Sadistic chimp aside, Elvis’s crew is rounded out by It’s Always Sunny in Philadelphia star Kaitlin Olson as CeCe Ryder, a hedonistic but highly skilled operative for TCB. Jackass legend Johnny Knoxville plays Elvis’s dim-witted best friend Bobby Ray, comedian Niecy Nash is Bertie – Elvis’s “rock” who has cared for him since he was a baby – and the celebrated Don Cheadle is The Commander who runs the bureau The central voices are uniformly delightful, but particular praise must go to Cheadle, who practically sings his dialogue and has sharp comic timing that brings the best out of even the silliest punchlines. The reasons for his bureau’s century-old use of celebrities as agents are breezed over hilariously, with Marilyn Monroe, Mark Twain and Jackie Robinson all identified as past recruits and Benjamin Franklin’s famous kite experiment reimagined as an instrument of torture. As Cheadle’s silky timbre tells new recruits: “If it wasn’t for TCB, half of you’d be toiling in a Japanese salt mine right now, the other half would be selling fetish sex for food in a Soviet Worker’s Paradise.” The hit rate of jokes is inconsistent, and the show seems to think that the mere mention of group sex is a gag that never gets old, but the frequency of punchlines means that even if only one in three elicits a giggle, it still works out as well over a laugh a minute.

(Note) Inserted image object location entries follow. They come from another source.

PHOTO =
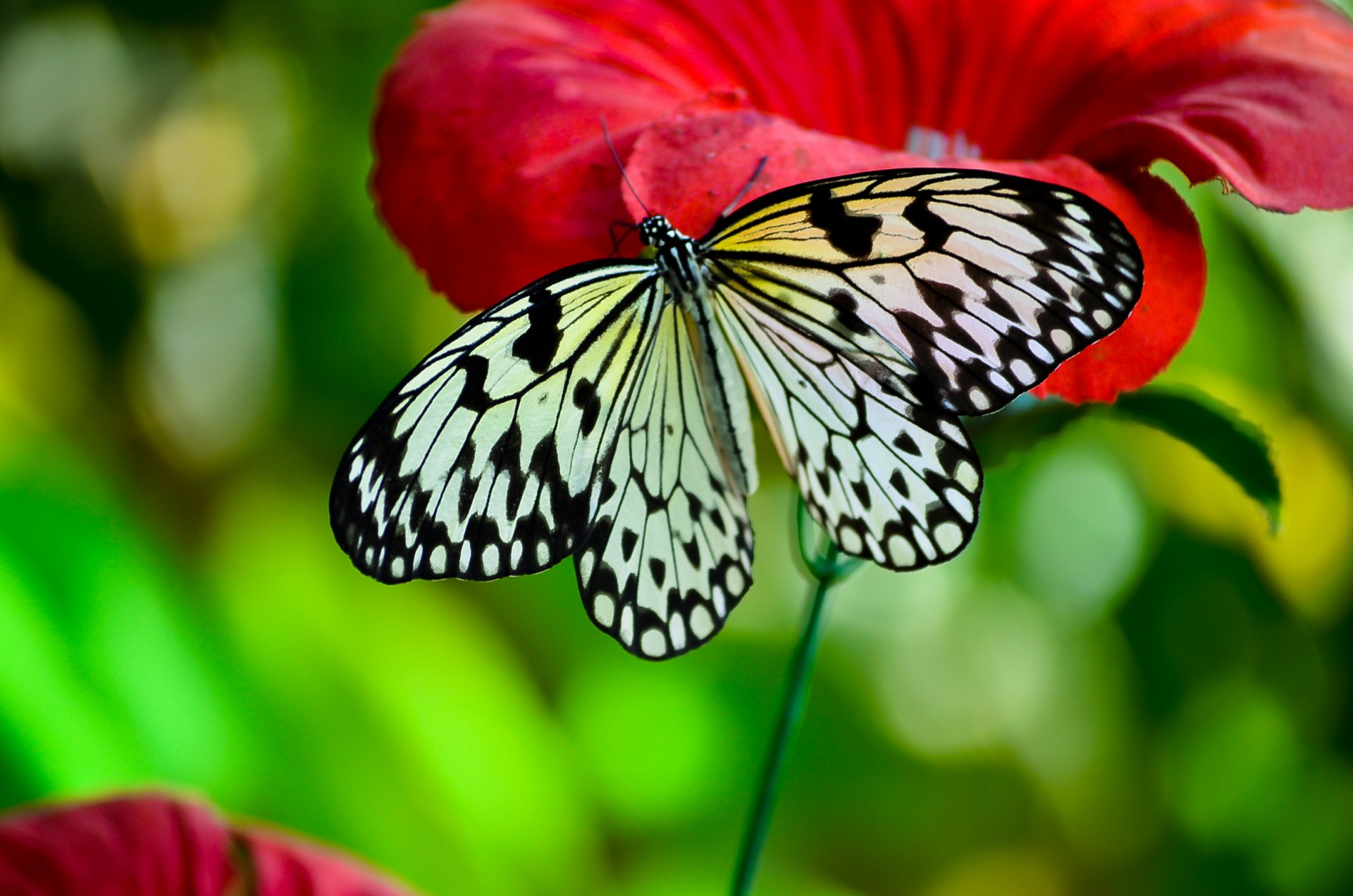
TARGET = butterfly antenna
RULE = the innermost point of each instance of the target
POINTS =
(742, 194)
(626, 230)
(605, 133)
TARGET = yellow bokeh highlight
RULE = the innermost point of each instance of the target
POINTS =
(47, 354)
(1307, 561)
(191, 182)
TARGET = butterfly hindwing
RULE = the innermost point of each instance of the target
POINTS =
(889, 477)
(483, 462)
(600, 412)
(985, 282)
(670, 554)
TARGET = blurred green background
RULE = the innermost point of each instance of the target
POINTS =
(1123, 687)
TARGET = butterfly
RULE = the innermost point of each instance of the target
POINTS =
(603, 412)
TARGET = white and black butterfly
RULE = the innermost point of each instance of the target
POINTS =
(601, 412)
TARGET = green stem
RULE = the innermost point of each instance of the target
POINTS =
(791, 714)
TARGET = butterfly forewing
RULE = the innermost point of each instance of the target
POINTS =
(985, 282)
(483, 462)
(597, 412)
(670, 552)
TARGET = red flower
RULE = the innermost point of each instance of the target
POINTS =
(163, 846)
(491, 167)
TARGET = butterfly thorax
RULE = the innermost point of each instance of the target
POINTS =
(676, 255)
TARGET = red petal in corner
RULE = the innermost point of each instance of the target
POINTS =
(1257, 92)
(152, 845)
(128, 846)
(490, 161)
(720, 151)
(288, 866)
(1176, 273)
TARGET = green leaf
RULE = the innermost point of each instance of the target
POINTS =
(1217, 430)
(1019, 430)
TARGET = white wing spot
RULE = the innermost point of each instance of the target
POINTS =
(953, 432)
(949, 536)
(966, 475)
(963, 506)
(653, 643)
(900, 551)
(676, 630)
(734, 580)
(701, 624)
(604, 609)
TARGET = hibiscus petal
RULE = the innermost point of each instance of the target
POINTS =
(152, 845)
(144, 846)
(1256, 92)
(720, 151)
(490, 161)
(288, 866)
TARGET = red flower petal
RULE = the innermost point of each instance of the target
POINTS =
(1257, 92)
(164, 846)
(288, 866)
(720, 151)
(491, 170)
(491, 167)
(128, 846)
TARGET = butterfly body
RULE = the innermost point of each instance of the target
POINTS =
(603, 412)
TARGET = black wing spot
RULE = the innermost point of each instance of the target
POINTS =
(846, 306)
(586, 401)
(850, 235)
(540, 342)
(935, 232)
(692, 552)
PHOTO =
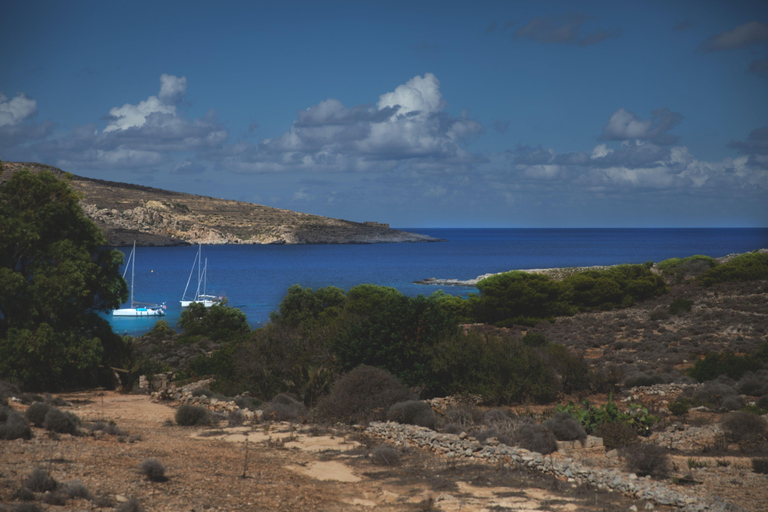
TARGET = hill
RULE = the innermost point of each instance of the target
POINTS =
(152, 216)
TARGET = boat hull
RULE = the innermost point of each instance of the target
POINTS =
(139, 312)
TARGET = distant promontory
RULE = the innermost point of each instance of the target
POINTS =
(156, 217)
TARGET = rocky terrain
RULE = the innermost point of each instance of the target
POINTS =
(158, 217)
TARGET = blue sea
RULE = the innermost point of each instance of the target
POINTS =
(255, 278)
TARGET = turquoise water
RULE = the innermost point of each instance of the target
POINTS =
(255, 278)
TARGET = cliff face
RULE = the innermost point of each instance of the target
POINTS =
(158, 217)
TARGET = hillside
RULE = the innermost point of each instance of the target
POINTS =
(152, 216)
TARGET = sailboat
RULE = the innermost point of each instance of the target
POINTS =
(202, 280)
(138, 308)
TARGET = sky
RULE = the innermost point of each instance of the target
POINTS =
(419, 114)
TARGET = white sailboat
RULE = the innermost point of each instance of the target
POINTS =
(202, 280)
(138, 308)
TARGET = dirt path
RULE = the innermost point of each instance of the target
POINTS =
(288, 468)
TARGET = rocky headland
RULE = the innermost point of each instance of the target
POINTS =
(156, 217)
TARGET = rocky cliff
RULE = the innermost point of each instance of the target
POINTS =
(158, 217)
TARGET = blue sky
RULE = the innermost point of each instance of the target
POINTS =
(419, 113)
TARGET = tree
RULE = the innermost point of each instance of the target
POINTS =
(55, 276)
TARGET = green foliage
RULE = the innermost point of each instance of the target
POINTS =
(727, 363)
(219, 322)
(679, 306)
(521, 294)
(192, 415)
(55, 276)
(362, 395)
(752, 266)
(680, 269)
(591, 416)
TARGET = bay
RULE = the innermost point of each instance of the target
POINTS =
(255, 278)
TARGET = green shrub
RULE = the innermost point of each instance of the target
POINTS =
(616, 435)
(760, 465)
(153, 469)
(362, 395)
(61, 422)
(679, 306)
(192, 415)
(744, 428)
(284, 407)
(13, 425)
(645, 459)
(36, 413)
(745, 267)
(412, 412)
(565, 427)
(40, 481)
(536, 438)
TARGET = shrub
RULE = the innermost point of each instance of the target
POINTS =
(536, 438)
(283, 407)
(153, 469)
(645, 459)
(565, 427)
(39, 481)
(36, 413)
(13, 425)
(385, 456)
(616, 435)
(760, 465)
(192, 415)
(61, 422)
(679, 306)
(412, 412)
(744, 428)
(132, 505)
(362, 395)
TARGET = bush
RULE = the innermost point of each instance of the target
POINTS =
(536, 438)
(744, 428)
(13, 425)
(192, 415)
(283, 407)
(61, 422)
(412, 412)
(616, 435)
(647, 459)
(385, 456)
(36, 413)
(362, 395)
(679, 306)
(39, 481)
(565, 427)
(760, 465)
(153, 469)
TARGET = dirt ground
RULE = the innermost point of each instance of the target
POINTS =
(281, 467)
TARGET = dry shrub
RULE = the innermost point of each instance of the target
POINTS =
(412, 412)
(536, 438)
(565, 427)
(13, 425)
(645, 459)
(153, 469)
(192, 415)
(385, 456)
(284, 407)
(362, 395)
(744, 428)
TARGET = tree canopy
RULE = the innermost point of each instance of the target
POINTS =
(55, 276)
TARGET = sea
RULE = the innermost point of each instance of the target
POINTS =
(255, 278)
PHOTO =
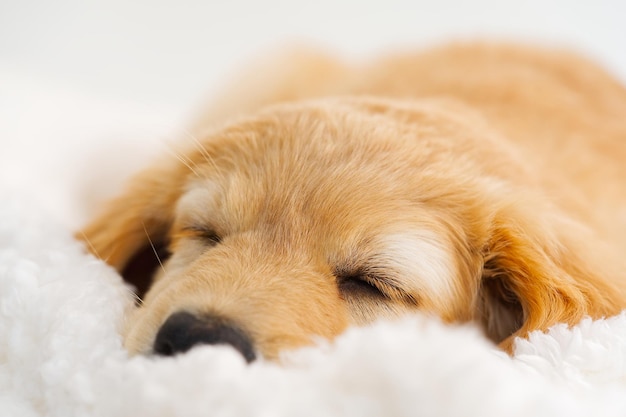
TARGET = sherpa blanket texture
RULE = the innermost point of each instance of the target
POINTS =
(61, 354)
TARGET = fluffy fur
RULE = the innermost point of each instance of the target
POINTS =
(62, 355)
(477, 183)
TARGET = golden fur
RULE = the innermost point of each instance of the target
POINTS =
(480, 183)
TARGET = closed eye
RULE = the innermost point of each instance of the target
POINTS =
(206, 235)
(359, 285)
(364, 284)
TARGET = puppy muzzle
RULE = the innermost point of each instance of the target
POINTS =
(182, 331)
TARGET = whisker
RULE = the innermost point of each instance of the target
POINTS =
(91, 246)
(185, 161)
(156, 254)
(205, 154)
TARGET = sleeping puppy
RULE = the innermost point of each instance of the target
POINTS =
(476, 183)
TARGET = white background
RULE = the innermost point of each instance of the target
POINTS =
(88, 87)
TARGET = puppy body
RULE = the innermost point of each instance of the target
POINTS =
(474, 182)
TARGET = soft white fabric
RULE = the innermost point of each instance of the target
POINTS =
(61, 355)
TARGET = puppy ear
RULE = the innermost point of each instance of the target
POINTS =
(130, 234)
(542, 271)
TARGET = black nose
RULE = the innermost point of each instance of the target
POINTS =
(181, 331)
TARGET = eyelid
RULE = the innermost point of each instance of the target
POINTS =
(385, 285)
(199, 232)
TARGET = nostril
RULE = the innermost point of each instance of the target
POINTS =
(181, 331)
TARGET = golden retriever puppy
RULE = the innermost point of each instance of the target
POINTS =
(477, 183)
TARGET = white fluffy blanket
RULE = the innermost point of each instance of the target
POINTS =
(61, 355)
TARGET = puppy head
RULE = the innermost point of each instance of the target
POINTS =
(310, 218)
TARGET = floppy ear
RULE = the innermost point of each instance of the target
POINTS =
(539, 271)
(130, 234)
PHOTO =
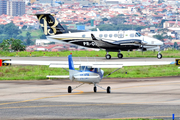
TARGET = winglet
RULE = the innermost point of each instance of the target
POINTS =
(0, 63)
(93, 37)
(70, 61)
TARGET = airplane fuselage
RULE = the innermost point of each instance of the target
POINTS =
(109, 40)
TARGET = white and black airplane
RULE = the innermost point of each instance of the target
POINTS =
(111, 41)
(88, 73)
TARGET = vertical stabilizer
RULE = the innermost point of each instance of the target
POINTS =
(70, 61)
(49, 24)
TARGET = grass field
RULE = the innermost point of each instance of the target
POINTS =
(101, 53)
(40, 72)
(34, 33)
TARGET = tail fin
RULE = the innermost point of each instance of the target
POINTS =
(93, 37)
(49, 24)
(5, 62)
(70, 61)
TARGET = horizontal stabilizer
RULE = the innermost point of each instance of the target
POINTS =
(57, 76)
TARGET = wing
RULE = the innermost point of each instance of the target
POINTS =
(64, 64)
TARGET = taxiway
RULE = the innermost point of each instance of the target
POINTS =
(130, 98)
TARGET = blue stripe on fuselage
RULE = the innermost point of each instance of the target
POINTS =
(70, 60)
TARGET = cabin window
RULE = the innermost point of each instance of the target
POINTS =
(137, 35)
(115, 35)
(120, 35)
(110, 35)
(100, 35)
(84, 36)
(132, 35)
(105, 35)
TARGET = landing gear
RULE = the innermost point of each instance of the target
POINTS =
(95, 89)
(108, 89)
(108, 56)
(159, 55)
(120, 55)
(69, 89)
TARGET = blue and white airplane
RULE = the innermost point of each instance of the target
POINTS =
(89, 72)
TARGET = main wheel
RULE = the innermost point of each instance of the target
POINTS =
(159, 55)
(120, 55)
(108, 89)
(95, 89)
(69, 89)
(108, 56)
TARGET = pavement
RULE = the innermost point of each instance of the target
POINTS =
(130, 98)
(87, 59)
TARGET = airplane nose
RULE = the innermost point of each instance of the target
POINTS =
(159, 42)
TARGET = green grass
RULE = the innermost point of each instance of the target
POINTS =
(40, 72)
(34, 33)
(101, 53)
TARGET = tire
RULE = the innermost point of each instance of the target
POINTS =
(95, 89)
(108, 56)
(159, 56)
(69, 89)
(108, 89)
(120, 55)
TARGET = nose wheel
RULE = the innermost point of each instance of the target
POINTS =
(159, 55)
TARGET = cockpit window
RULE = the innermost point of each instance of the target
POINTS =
(83, 36)
(137, 35)
(132, 35)
(110, 35)
(120, 35)
(105, 35)
(115, 35)
(100, 35)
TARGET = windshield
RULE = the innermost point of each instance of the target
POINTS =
(83, 68)
(138, 34)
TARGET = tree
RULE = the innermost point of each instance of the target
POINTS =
(5, 45)
(175, 45)
(17, 45)
(11, 30)
(159, 37)
(28, 36)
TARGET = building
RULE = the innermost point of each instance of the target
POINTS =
(3, 7)
(15, 7)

Despite the scenes of Elvis tripping on LSD or pummelling various bad guys to death with his bare hands, this series comes with family approval, having been created by Priscilla Presley with first-time showrunners John Eddie and Archer scribe Mike Arnold. Priscilla also voices herself, as the series is set when they are still happily married and their recently passed Lisa Marie Presley is a babe in arms. Elvis is portrayed as a loving husband and father and is easily the most morally upstanding of the ensemble, but it’s still surprising that the extremely adult antics of the show come with his estate’s involvement, However, without the support of his loved ones, the show would be an uneasy prospect given that Elvis himself was ultimately a victim of those that sought to squeeze every dollar they could out of him.

While the talent of Elvis is a one-in-a-generation phenomenon, the show takes gentle jabs at his status as an icon (“He’s like Marvin Gaye for white people,” Bertie explains). But the talent of the voice cast extends into the many cameos made throughout the series, with particular highlights in Jason Mantzoukas’s “completely not insane” Howard Hughes and Fred Armisen’s Charles Manson. But the show has ambition beyond just being a who’s who of the late 1960s and the series builds up some intriguing mysteries and fun twists. But perhaps the funniest image of all is of the hundreds of unsuspecting parents who will probably be wrongfooted by the surprising direction this series has taken. As they settle in for this show with their children on a Saturday morning, they’ll have to scramble for the remote once a chimp starts shooting people in the face.